When writing code, you'll often find many operations need to be executed repeatedly: calculating statistics, cleaning data, running regressions. Functions allow you to encapsulate these operations for reuse anytime, avoiding code duplication. Modules let you organize and reuse functions written by others (or yourself).
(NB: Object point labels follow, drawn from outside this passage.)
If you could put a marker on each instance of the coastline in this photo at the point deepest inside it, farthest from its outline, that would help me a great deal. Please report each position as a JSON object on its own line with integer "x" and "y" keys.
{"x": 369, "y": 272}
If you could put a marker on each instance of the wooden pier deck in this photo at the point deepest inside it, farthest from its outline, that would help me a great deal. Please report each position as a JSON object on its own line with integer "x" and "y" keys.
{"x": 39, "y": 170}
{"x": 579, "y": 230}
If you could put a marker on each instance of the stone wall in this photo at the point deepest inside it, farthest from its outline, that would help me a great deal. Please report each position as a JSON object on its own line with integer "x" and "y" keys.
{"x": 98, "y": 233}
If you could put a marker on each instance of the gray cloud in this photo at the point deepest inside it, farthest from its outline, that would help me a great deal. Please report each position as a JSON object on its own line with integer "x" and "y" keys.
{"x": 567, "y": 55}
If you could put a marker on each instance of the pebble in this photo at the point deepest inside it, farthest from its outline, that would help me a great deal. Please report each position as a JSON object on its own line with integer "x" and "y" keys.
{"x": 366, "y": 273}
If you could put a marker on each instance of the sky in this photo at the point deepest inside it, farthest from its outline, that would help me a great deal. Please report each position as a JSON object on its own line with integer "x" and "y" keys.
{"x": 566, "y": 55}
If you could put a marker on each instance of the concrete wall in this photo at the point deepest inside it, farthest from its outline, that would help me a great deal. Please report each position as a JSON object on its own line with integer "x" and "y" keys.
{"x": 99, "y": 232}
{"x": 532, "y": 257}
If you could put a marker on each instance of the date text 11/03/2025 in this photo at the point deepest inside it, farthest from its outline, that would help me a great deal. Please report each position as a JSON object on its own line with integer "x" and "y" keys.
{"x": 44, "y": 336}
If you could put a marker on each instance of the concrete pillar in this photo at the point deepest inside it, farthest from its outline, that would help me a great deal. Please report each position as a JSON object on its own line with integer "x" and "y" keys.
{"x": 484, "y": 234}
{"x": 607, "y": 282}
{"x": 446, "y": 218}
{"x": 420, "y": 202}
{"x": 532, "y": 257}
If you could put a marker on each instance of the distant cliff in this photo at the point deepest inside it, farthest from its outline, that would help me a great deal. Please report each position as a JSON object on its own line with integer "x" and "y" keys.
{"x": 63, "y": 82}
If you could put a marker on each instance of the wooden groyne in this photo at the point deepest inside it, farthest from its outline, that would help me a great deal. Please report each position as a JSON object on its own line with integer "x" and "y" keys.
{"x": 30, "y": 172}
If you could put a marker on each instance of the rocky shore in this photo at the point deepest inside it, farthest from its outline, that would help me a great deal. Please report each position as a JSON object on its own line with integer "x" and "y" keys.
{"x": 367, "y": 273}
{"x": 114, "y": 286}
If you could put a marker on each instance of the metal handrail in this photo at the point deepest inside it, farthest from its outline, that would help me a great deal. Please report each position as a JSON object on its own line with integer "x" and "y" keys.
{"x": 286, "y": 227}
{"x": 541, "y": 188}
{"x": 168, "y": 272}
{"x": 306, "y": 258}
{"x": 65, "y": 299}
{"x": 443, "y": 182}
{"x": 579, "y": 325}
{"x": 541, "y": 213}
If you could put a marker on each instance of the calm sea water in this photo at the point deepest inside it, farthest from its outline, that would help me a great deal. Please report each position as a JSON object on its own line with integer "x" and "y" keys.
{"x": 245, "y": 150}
Mastering functions and modules will elevate your code from "scripts" to "programs."


Learning Objectives

After completing this chapter, you will be able to:

  • ✅ Understand the concept and purpose of functions
  • ✅ Define and call your own functions
  • ✅ Master parameter passing (positional, keyword, default parameters)
  • ✅ Use *args and **kwargs to handle variable arguments
  • ✅ Understand Lambda functions and their use cases
  • ✅ Import and use standard libraries and third-party modules
  • ✅ Organize your own code into modules and packages
  • ✅ Compare Stata's program and R's function()

Chapter Contents

5.2 - Function Basics

Core Question: How to make code reusable?

Core Content:

  • Function definition and calling
  • Parameters and return values
  • Docstrings
  • Local vs. global variables
  • The meaning of None
  • Comparison with Stata (program define) and R (function())

Practical Application:

python
def calculate_bmi(weight, height):
    """Calculate BMI index

    Parameters:
        weight: Weight in kilograms
        height: Height in meters

    Returns:
        BMI value
    """
    bmi = weight / (height ** 2)
    return bmi

# Call the function
result = calculate_bmi(70, 1.75)
print(f"BMI: {result:.2f}")  # BMI: 22.86

Research Scenarios:

  • Calculate statistics (mean, standard deviation, quantiles)
  • Data cleaning (handling missing values, outlier detection)
  • Repeated analysis (multiple models, multiple subsamples)
  • Robustness checks

5.3 - Function Arguments

Core Question: How to flexibly pass data to functions?

Core Content:

  • Positional arguments: Pass by order
  • Keyword arguments: Pass by name
  • Default arguments: Provide default values
  • Variable positional arguments (*args): Accept any number of positional arguments
  • Variable keyword arguments (**kwargs): Accept any number of keyword arguments
  • Parameter order rules
  • Argument unpacking (*, **)

Practical Application:

python
def run_regression(y, X, model_type="OLS", robust=True, **options):
    """Run regression analysis

    Parameters:
        y: Dependent variable
        X: Independent variables
        model_type: Model type (default OLS)
        robust: Whether to use robust standard errors (default True)
        **options: Additional options
    """
    print(f"Model: {model_type}")
    print(f"Robust standard errors: {robust}")
    print(f"Other options: {options}")

# Flexible calling
run_regression(y, X)  # Use default parameters
run_regression(y, X, model_type="Logit")  # Change model type
run_regression(y, X, robust=False, cluster="firm_id")  # Pass extra options

Research Scenarios:

  • Provide default configurations (significance level, iteration count)
  • Flexible model options
  • Batch processing (pass multiple parameter combinations)

5.4 - Lambda Functions

Core Question: When to use anonymous functions?

Core Content:

  • Lambda syntax: lambda arguments: expression
  • Comparison with regular functions
  • Use cases:
    • Sorting (sorted(), list.sort())
    • Mapping (map())
    • Filtering (filter())
    • Pandas data operations
  • Limitations of Lambda

Practical Application:

python
# Sort student list by income
students = [
    {"name": "Alice", "income": 50000},
    {"name": "Bob", "income": 75000},
    {"name": "Carol", "income": 60000}
]

sorted_students = sorted(students, key=lambda x: x["income"])

# Pandas data cleaning
df["log_income"] = df["income"].apply(lambda x: np.log(x) if x > 0 else None)

# Filter high earners
high_earners = list(filter(lambda x: x["income"] > 60000, students))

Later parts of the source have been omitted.